Guided Project: Profitable App Profiles for the App Store and Google Play Markets - Step 7 of 14

On step 7 of 14 - Removing non-english apps:

  1. I executed the function of detecting if an app is English or non-english using the is_english function in the solution. I wonder why the third-string which is clearly non-English was recognized as English (i.e. ‘爱奇艺PPS -《欢乐颂2》电视剧热播’)

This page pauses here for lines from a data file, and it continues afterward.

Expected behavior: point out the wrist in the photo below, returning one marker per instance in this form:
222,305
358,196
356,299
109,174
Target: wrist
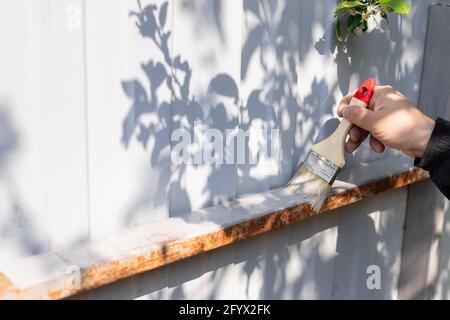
423,137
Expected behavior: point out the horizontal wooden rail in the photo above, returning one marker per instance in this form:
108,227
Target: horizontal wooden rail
54,275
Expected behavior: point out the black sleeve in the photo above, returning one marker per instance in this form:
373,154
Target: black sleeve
436,158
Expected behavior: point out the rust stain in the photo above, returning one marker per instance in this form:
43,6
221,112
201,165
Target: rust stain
107,272
6,287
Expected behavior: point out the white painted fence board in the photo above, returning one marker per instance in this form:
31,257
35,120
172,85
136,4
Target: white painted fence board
43,92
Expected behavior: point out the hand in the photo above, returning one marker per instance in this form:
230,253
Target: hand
391,120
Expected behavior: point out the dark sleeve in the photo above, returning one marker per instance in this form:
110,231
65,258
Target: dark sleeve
436,158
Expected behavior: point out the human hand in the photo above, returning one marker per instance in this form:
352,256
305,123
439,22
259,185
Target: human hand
391,120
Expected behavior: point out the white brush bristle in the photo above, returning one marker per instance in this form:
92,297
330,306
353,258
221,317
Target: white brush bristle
312,187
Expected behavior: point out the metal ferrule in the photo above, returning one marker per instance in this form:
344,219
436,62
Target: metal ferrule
321,167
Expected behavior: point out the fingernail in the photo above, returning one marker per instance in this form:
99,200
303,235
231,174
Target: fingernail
345,112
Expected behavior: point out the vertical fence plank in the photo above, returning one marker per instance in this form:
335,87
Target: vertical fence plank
425,204
43,79
128,113
206,58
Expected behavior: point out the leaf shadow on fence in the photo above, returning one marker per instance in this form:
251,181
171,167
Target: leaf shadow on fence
275,98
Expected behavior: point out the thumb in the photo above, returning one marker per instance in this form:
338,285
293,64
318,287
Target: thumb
361,117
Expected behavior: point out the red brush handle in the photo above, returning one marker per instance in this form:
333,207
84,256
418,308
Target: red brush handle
366,90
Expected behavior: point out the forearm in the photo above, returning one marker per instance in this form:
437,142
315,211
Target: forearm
436,158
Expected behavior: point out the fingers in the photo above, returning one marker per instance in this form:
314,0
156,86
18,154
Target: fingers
344,102
361,117
376,145
355,139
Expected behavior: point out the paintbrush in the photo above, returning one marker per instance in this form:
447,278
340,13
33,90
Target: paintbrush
324,161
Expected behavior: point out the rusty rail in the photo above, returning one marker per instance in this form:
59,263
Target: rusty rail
99,271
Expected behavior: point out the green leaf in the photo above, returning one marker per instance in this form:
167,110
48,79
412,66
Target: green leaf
398,6
163,14
347,7
339,35
354,22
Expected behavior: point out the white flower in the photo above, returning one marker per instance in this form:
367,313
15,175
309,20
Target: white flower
374,20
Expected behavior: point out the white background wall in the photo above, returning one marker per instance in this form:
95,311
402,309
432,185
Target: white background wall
86,115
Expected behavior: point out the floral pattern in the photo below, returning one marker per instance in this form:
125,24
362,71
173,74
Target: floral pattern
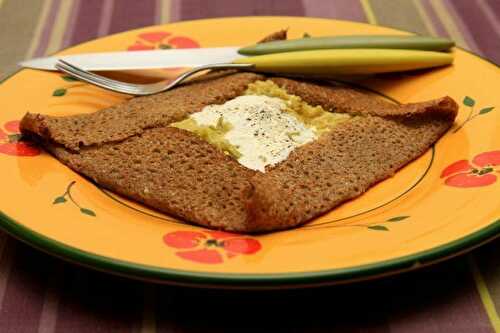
11,141
161,40
471,103
480,172
62,199
210,247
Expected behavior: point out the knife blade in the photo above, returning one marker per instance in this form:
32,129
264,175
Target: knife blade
114,61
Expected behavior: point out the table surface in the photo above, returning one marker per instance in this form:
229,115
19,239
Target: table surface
44,294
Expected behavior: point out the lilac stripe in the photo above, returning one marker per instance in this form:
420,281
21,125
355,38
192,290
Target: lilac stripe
106,14
87,22
158,10
130,14
436,22
477,23
340,9
71,23
47,30
495,7
469,39
197,9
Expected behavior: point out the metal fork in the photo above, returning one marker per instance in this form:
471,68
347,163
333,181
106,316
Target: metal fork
139,89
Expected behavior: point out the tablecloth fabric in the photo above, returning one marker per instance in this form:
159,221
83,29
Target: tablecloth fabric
39,293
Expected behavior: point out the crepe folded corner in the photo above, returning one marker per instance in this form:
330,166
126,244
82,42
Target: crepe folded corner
131,150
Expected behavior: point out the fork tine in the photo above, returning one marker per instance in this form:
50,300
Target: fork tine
76,70
98,80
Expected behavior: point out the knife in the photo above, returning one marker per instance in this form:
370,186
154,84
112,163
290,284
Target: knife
206,56
115,61
337,61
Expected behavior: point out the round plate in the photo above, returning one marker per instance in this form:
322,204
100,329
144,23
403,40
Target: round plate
442,204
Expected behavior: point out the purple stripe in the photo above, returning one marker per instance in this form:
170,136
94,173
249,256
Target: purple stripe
71,23
98,302
158,12
197,9
436,22
23,300
106,14
484,34
131,14
340,9
469,39
87,21
495,7
47,30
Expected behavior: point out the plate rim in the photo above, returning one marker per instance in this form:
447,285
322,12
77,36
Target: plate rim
246,280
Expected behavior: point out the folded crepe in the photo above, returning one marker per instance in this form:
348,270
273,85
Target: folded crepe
130,149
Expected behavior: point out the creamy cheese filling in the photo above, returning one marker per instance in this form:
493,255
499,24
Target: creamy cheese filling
260,129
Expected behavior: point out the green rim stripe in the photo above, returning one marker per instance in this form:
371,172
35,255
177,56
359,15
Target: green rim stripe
193,278
243,280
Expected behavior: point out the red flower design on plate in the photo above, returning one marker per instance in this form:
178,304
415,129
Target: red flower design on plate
481,172
162,40
210,247
10,141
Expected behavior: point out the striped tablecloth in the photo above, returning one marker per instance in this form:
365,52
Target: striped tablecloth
40,293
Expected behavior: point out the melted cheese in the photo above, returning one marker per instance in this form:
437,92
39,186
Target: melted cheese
262,132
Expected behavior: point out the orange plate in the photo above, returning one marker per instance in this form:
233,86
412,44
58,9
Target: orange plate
442,204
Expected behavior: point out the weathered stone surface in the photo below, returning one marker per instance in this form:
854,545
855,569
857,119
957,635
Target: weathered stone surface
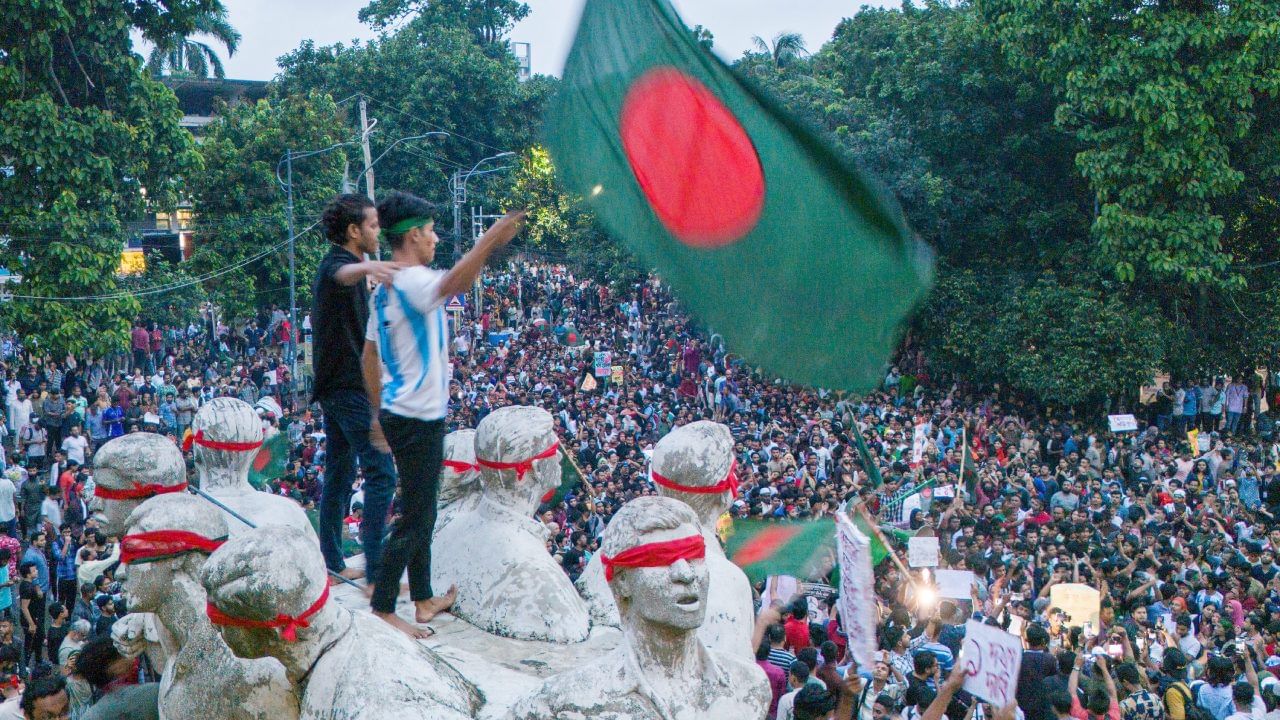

  2. When I executed the code to make a list of app names that are in English, it doesn’t seem that the code worked as I still have the same number of row output as the android_clean and ios data set. (9659 rows for android vs. the expected 9614; 7197 rows for ios vs. the expected 6183).

android_english = []
ios_english = []

for app in android_clean:
    name = app[0]
    if app_english(name):
        android_english.append(app)
        
for app in ios:
    name = app[1]
    if app_english(name):
        ios_english.append(app)
        
explore_data(android_english, 0, 3, True)
print('\n')
explore_data(ios_english, 0, 3, True)

Anything I’m missing in the code?

Thanks!

Hi @ccontan. Could you include your code for you app_english() function as well?

App English function:

def app_english(string):
    non_ascii = 0

    for character in string:
    if ord(character) > 127: 
        non_ascii += 1
    
    if non_ascii > 3:
        return False 
    else: 
        return True

Excluding the non-English app in the dataset:

android_english = []
ios_english = []

for app in android_clean:
    name = app[0]
    if app_english(name):
    android_english.append(app)
    
for app in ios:
    name = app[1]
    if app_english(name):
        ios_english.append(app)
    
explore_data(android_english, 0, 3, True)
print('\n')
explore_data(ios_english, 0, 3, True)

I’m not able to replicate the error. I copied and pasted your code and I got an indenting error. After fixing the indenting, it ran fine and I got the expected values for the English android and ios apps. If you could upload a copy of your .lpynb file, I can have a look at it and see what else might be going on.

Basics.ipynb (22.0 KB)

Attached.

Thanks for sharing your notebook! I was able to spot the problem.

def app_english(string):
    non_ascii = 0
    
    for character in string:
        if ord(character) > 127: 
            non_ascii += 1
        
        if non_ascii > 3:
            return False 
        else: 
            return True 

The if/else part of your statement is indented inside the loop. What that means is that on the first iteration, it will check the character and increment non_ascii accordingly. Then it will process the if/else statement. Since non_ascii at that point will only be 0 or 1, it will process the else and return True. It won’t run through any of the other characters.

To fix this, take the if/else out of the loop:

def app_english(string):
    non_ascii = 0
    
    for character in string:
        if ord(character) > 127: 
            non_ascii += 1
        
    if non_ascii > 3:
        return False 
    else: 
        return True
2 Likes